Has your physio given you the latex resistance bands to help muscle regrowth? They are really excellent for this, mine are benefiting me a lot.


----------



## glasgowcyclist (9 Apr 2019)

Globalti said:


> Has your physio given you the latex resistance bands to help muscle regrowth? They are really excellent for this, mine are benefiting me a lot.



No, he is focusing on improving the range of movement before introducing resistance.


----------



## vickster (9 Apr 2019)

Globalti said:


> Yes I'd read that somewhere. I'll wait until I see the surgeon in a month and ask how he thinks it's likely to affect arm movement in the future. I'm with BUPA so I guess it will be OK although my surgeon also keeps a close eye on latest research and how that influences thinking.
> 
> The jammy sod goes to the IOM TT every year as one of the surgical team!


Bupa will even fight claims for age related arthritis / clean ups if your other structures, ROM etc arent affected (they weren’t keen on funding my knee arthroscopy in Jan and required a lot of info from the surgeon). Don’t mention the A word in comms if at all possible! They are very tetchy about paying for anything chronic or age related! Indeed they tend to follow the NHS/NICE on such things


----------



## Globalti (9 Apr 2019)

That's interesting thanks.


----------



## Globalti (15 Apr 2019)

GC how are you feeling now almost seven weeks down the line?


----------



## glasgowcyclist (15 Apr 2019)

Globalti said:


> GC how are you feeling now almost seven weeks down the line?



Much better, thanks.

Although I still have no muscle strength back, the physiotherapy has restored a lot of the range of movement in my shoulder. They added a new exercise last week involving abducting the arm which the doc at my last two assessments specifically told me to avoid. I contacted the fracture clinic to check but both the doc and the surgeon are on leave until next week so I'm avoiding this exercise until I get confirmation.


----------



## Globalti (16 Apr 2019)

My surgeon wrote "no physio for 10 days" on the discharge notes after my plating. After that my physio was happy for me to move any way. 

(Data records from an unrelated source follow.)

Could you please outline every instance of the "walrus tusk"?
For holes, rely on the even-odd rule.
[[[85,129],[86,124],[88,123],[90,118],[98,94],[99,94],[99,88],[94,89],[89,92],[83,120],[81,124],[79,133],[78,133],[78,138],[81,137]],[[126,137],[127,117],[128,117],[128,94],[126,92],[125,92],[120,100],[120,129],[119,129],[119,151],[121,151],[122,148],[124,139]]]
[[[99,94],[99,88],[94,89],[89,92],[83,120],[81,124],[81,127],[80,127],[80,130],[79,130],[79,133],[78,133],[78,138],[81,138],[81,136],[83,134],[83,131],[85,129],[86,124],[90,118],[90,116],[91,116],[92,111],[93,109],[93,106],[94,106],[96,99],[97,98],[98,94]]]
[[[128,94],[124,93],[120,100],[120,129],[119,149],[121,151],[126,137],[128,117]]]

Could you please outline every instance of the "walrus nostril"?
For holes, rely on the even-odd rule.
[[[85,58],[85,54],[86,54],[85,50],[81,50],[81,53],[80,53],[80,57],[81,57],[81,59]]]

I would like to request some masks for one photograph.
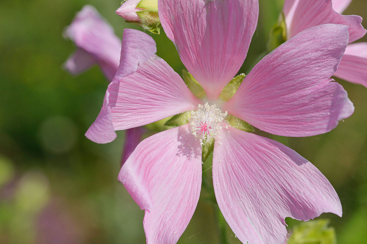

8 days now since the capsule release and the stretching is making it flippin' hurt, all the time. The pain is almost as bad as broken ribs. Everybody said it would hurt.


----------



## DCBassman (16 Apr 2019)

Globalti said:


> My surgeon wrote "no physio for 10 days" on the discharge notes after my plating. After that my physio was happy for me to move any way.
> 
> 8 days now since the capsule release and the stretching is making it flippin' hurt, all the time. The pain is almost as bad as broken ribs. Everybody said it would hurt.


A like for what is about to be a shared pain...


----------



## Globalti (24 Apr 2019)

So how are you feeling now GC?

2 weeks and 3 days since my capsule release and the pain is beginning to diminish. The arm definitely has a better range of movement. The worst thing is that the joint is loose and clunky so after I've finished stretching and I start walking away the shoulder joint suddenly settles with a pop that sends an electric shock of pain through me.


----------



## Katherine (25 Apr 2019)

Globalti said:


> So how are you feeling now GC?
> 
> 2 weeks and 3 days since my capsule release and the pain is beginning to diminish. The arm definitely has a better range of movement. The worst thing is that the joint is loose and clunky so after I've finished stretching and I start walking away the shoulder joint suddenly settles with a pop that sends an electric shock of pain through me.


Well done. It will be worth it.


----------



## glasgowcyclist (26 Apr 2019)

Globalti said:


> So how are you feeling now GC?
> 
> 2 weeks and 3 days since my capsule release and the pain is beginning to diminish. The arm definitely has a better range of movement. The worst thing is that the joint is loose and clunky so after I've finished stretching and I start walking away the shoulder joint suddenly settles with a pop that sends an electric shock of pain through me.




Every day is progress, both in arm range and pain reduction.

I was back seeing the surgeon yesterday and he says the plate/bone position is looking good. He thinks the bone is knitting but it's not all that clear on the x-ray. He says he'll do another on the day of removal but won't be certain of the bone repair until he gets a look inside. I expect a call some time towards the end of May for that op.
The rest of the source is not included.